As línguas são, ao mesmo tempo, muitas coisas, e servem a muitos níveis de análise como um riquíssimo campo para investigar a natureza humana. Mas, em meio a toda a complexidade e diversidade de análise a que as línguas se prestam, podemos simplesmente compreendê-las como os códigos que elas, sem dúvida alguma, são.
Grosso modo, as coisas recebem nomes, os nomes são colocados em determinada ordem, e quem souber entender aqueles nomes, postos naquela determinada ordem, e souber produzir/interpretar os sons articulados que geram a representação daquelas coisas, na maneira de falar específica de determinada comunidade, entende o conteúdo da comunicação.
Observe alguns exemplos de comunicações em línguas diferentes, que cito em meu livro Uma Gramática Intuitiva, transliteradas (escritas em nossos caracteres, romanos) ou não, assinalando as palavras conhecidas nas frases a seguir.
1. La Municipalidad decidió retirar los colectivos por seguridad.
2. Namaewa Kurisuchina desu.
3. Les livres seront toujours utiles, on croit.
4. Estamos sempre aprendendo alguma coisa.
5. She attended a long lecture yesterday.
Na frase 1 há palavras familiares, algumas das quais, como “muncipalidad” (município) e “colectivo” (ônibus), que não querem dizer exatamente o mesmo que em português, mas que, no contexto maior da notícia do jornal de que foram retiradas, provavelmente seriam compreendidas – senão exatamente pelo que significam, então pelo menos bastante relacionadas com seus verdadeiros significados. O “código” espanhol, sobretudo escrito, é familiar para quem fala português.

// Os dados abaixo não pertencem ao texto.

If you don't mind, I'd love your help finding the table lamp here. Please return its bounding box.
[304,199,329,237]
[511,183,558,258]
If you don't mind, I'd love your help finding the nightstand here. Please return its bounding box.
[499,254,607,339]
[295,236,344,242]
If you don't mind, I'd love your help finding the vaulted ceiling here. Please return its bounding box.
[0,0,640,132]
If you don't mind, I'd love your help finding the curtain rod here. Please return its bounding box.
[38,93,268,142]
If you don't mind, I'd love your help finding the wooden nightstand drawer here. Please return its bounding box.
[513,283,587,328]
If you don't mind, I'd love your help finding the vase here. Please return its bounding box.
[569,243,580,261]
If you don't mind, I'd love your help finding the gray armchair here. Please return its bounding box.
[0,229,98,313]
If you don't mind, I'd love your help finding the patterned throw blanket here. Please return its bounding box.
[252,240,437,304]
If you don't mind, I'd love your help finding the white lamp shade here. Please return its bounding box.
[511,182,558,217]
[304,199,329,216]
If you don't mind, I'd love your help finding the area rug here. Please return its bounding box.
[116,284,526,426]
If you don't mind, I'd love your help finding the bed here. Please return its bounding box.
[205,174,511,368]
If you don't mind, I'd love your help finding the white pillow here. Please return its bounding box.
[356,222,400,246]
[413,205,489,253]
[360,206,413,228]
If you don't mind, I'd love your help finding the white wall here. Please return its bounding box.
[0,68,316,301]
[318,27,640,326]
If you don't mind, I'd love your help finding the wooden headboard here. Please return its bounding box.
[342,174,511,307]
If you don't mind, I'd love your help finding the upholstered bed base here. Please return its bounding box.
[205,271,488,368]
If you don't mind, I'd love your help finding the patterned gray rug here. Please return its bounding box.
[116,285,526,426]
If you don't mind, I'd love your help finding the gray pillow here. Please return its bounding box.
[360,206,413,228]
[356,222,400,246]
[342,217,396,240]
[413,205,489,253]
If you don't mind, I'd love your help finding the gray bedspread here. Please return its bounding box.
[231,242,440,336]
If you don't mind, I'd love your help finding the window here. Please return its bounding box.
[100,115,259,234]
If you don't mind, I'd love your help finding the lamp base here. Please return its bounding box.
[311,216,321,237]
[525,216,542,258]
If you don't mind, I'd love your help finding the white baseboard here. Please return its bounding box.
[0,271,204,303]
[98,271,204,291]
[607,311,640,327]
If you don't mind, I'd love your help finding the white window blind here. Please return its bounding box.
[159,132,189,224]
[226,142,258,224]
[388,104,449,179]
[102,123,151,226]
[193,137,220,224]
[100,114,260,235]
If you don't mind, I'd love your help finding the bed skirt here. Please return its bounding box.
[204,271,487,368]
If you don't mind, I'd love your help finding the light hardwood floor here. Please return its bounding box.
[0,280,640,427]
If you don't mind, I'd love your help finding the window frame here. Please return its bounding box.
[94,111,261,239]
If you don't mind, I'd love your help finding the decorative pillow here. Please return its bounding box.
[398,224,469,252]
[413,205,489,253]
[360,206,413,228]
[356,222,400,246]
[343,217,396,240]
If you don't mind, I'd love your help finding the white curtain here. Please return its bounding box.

Na frase 2 não há, ao menos aparentemente, palavras familiares. Nem sombra disso. Contudo, a palavra “Kurisuchina” é a versão japonesa para o nome “Cristina”. Devido à enorme diferença entre português e japonês, mesmo uma palavra familiar, como um nome próprio, acaba por ganhar uma aparência estranha. E uma fala simples, como “Meu nome é Cristina”, não traz nada de conhecido. O “código” japonês só faz algum sentido depois de estudos para interpretá-lo.
Na frase 3, em francês, há palavras que lembram palavras de português, o nosso “código” natural, como “livres”, que apesar da semelhança com “livre” (relacionado a liberdade), significa “livros”, e “utiles” (úteis).
Na frase 4 estamos completamente à vontade, pois dominamos perfeitamente o código “português”.
Na frase 5, podemos ser pegos por palavras que parecem conhecidas mas não são, como “attend” (assistir) ou “lecture” (palestra).
De alguma semelhança até semelhança nenhuma, um objeto do nosso dia a dia recebe nomes diversos entre si.
As comunidades das diferentes culturas, falantes de diversas línguas, têm suas convenções, dão nomes diferentes às coisas e organizam esses nomes de modos diferentes. Veja como fica o mesmo objeto, “cadeira”, em outras línguas:
Stuhl (alemão)
chair (inglês)
chaise (francês)
silla (espanhol)
いす(japonês)
De alguma semelhança até semelhança nenhuma, um objeto do nosso dia a dia recebe nomes diversos entre si. Essa diversidade é tão ampla quanto podem ser os pontos de vistas das pessoas, nas diferentes culturas a que pertencem e das quais compartilham. De certa forma, uma língua é um ponto de vista sobre a realidade, pois através das línguas a realidade – que aqui é tudo que nos cerca e que tem um nome – é codificada e delimitada de modos diferentes.
As línguas ou códigos linguísticos são um instrumento utilizado para que exista a comunicação dentro da realidade de cada comunidade. Na condição de código, as línguas têm peças, partes fundamentais. Para entendermos como elas funcionam, é bom podermos entender essas peças separadamente. Ao longo da minha trajetória profissional desenvolvi algumas maneiras, transformadas em processo, que ajudam a entender esses códigos, ultrapassando a barreira que secularmente foi imposta pelo aprendizado de idiomas. Mas isso é assunto para um outro artigo.